Even more than Ross McElwee, Agnes Varda in LES PLAGES D’AGNES knows she is creating an artifact from reality – a story from storylessness. But in the best memoirs and self-portraits the storylessness, after a fashion, is the story. A portrait of oneself says: “Nothing is really ‘happening’ here” (though of course a hundred things are, quietly, subterraneanly). “The only overt drama, if you need to find one, is the transmigration of me from a mundane living dimension into a pictorial or iconic one.”

Just so here, as the 80-year-old veteran of the French New Wave launches her remembrances. “I’m playing the role of a plump little old lady,” she overvoices, “telling her life story.” This little old lady might have been played by Lila Kedrova when alive: a bustling plump-waisted gamine with fallen face-lines but eyes as large as stars and the moue of a Toulouse Lautrec café waif. 

The mirrors casually strewn on the opening scene’s beach are the film’s introductory burst of symbolism. As Varda and her pals and film crew drift in and out of reflections, they seem caught in a kaleidoscopic dimension between reality and fiction.

Varda tells of her childhood in the Mediterranean fishing town of Sete (a wartime free zone in the 40s), of fame’s bizarre ambushing of her humble social circle – a neighbour married the great actor-manager Jean Vilar (the Olivier of France) – and then of her own elevation to celebrity. The French New Wave arrived in time to sweep her off their feet, a tidal apotheosis. Soon, with the likes of Godard and Truffaut, she was not drowning but happily waving. Making films, she married into the business, taking Jacques Demy (LOLA, THE UMBRELLAS OF CHERBOURG) for husband.

The real Varda has now bobbed in these seas so long it is no wonder she depicts herself, in some scenes, oaring a rowboat. She rows backwards, just as in dry-land scenes she walks backwards: more symbolism. Regressing in time, she regresses in motion. Varda is old enough and wise enough to be able to play the fool. In an excerpt from her surrealist play PATATOPIA she is seen dressed as a walking potato while her chum Chris Marker (the august director of LA JETEE) plays a cat in a cardboard feline costume.

Varda once, she recalls with bits of old footage, went to Los Angeles. She went to live there and shoot a film, LION’S LOVE. She screen-tested a young unknown actor called Harrison Ford. Unimpressed she advised him to stick to carpentry, his other job.

Who knows? Perhaps that roused the lion in Ford and decided him to become a superstar. In Varda-land everything, Voltaireanly, turns out for the best in the best of all possible worlds. If LES PLAGES D’AGNES has a fault it is its author’s tendency to project her optimistic vision – or her robust rainbow-filtering of reality – on the rest of the world.
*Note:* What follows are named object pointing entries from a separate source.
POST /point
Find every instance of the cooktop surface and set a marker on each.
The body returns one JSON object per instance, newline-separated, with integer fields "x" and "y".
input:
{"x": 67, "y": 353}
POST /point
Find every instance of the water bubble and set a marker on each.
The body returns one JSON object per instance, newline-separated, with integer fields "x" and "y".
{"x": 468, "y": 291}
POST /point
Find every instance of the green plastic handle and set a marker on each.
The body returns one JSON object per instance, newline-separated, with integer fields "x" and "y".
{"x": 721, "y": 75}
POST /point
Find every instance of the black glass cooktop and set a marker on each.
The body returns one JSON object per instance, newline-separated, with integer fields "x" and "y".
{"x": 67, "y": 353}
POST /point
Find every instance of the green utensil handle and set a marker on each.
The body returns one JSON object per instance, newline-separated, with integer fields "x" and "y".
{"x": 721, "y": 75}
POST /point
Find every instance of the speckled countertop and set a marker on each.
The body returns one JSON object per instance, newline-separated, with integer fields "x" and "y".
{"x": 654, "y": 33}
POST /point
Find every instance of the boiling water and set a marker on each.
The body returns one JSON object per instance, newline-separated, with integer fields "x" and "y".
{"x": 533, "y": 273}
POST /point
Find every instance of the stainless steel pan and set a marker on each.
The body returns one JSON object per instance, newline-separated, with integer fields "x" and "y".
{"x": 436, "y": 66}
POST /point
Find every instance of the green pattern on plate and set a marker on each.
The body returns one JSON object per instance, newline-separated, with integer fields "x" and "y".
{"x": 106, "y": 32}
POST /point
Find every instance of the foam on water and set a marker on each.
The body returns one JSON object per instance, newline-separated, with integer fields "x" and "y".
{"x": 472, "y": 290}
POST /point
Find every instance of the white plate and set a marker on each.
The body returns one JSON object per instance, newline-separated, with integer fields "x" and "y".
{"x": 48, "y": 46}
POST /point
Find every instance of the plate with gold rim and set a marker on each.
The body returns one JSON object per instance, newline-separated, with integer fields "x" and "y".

Even the catastrophes are colourful, like her father’s death in a gambling casino, cut short by divine mercy during a losing streak.

It is impossible, even so, to dislike this film. Those multiple mirrors, ricocheting their reflections on a Normandy beach, become in time a zodiac of happenstance and halcyon memories. A young Philippe Noiret and a shockingly young Gerard Depardieu – a tall Adonis beatnik with Niagara hair – are among the characters who appear for an eyeblink, winking and twinkling among the turning bodies of celestial remembrance and then-unsuspected galactic promise.

LES PLAGES D’AGNES is a different film from IN PARAGUAY, more fantastical, more eclectic, more upbeat, more bricoleur. At the same time, the two movies have a kinship, even a twinship. They are two memory gigs in love with the continuous present that is cinema. They are two movies that leave themselves on the doorstep like time capsules, their casings sealed with a loving click, their cargoes designed to lurk on through history, waiting to be unpacked and reappraised by each successive generation.